GALE force winds battered Scotland today, causing delays and disruption for commuters.
Bridges were closed and ferry services cancelled as gusts of up to 90mph were expected to hit the north of the country.
The Skye Bridge was shut to high-sided vehicles and drivers were urged to take care on the Kessock crossing.
Central Scotland was also affected, with a flood watch issued for the Firth of Clyde coast.
Strathclyde Police said the Erskine Bridge was closed and the Tay Road Bridge was also shut to double decker buses.
The Forth Road Bridge was closed to high-sided vehicles, cars with trailers, caravans and bikes.
Ferry operator Caledonian MacBrayne said the Ullapool to Stornoway and Mallaig to Canna sailings were cancelled for the day.
Almost a dozen other services were suspended, including the Oban to Craignure and Ardrossan to Brodick crossings.
Grampian Police urged drivers to take care on tree-lined country roads.
A force spokesman said: “Strong winds are currently affecting the whole of the Grampian region and there are a number of reports of trees being blown down.”
Routes affected include the Fyvie to Cuminestown road, the A944 Tillyfourie to Mossat road at Alford, and the Cults to Kingswells road at Bieldside.
Officers said they were responding to reports of a large section of roof being blown off a building in Fraserburgh.
Forecaster Michael Dukes of MeteoGroup, the weather division of the Press Association, said the north east could see sleet and snow showers later in the day.
He said: "There are stormy conditions across northern Scotland, especially the northern isles, with winds of up to 90mph. It's blowing a storm there.

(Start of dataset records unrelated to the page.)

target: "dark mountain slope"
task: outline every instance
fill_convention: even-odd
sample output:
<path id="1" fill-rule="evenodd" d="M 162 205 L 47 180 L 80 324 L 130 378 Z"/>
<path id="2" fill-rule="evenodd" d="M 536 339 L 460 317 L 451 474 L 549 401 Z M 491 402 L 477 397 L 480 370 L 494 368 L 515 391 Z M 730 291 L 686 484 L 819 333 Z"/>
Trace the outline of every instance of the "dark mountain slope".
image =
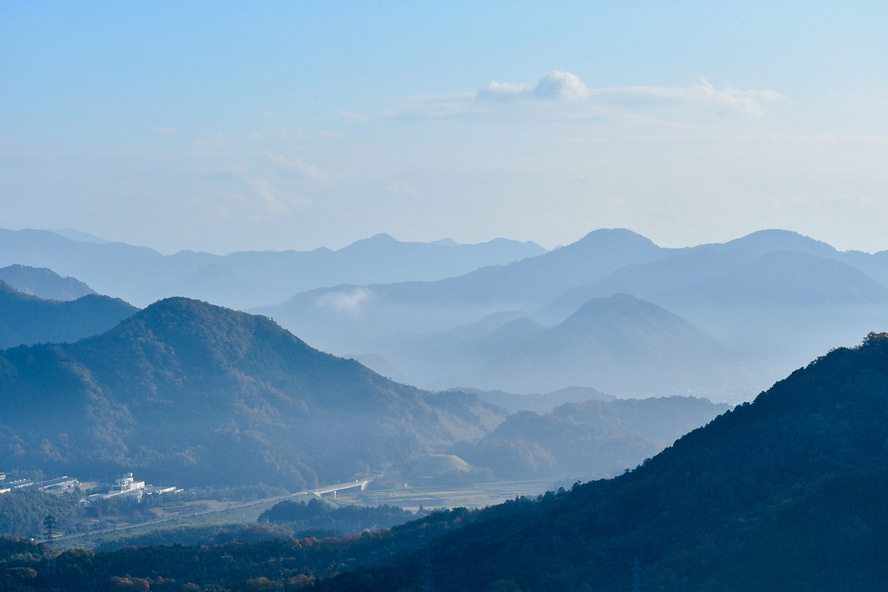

"The cold north westerly wind will bring sleet and snow showers at rush hour in the north east."
The Scottish Environment Protection Agency issued a flood watch for the Firth of Clyde coastal areas last night.
The Agency said: "Severe gales and a positive surge are predicted around the time of high tide... so there could be a risk of flooding from wind-induced waves and spray, particularly on exposed coasts."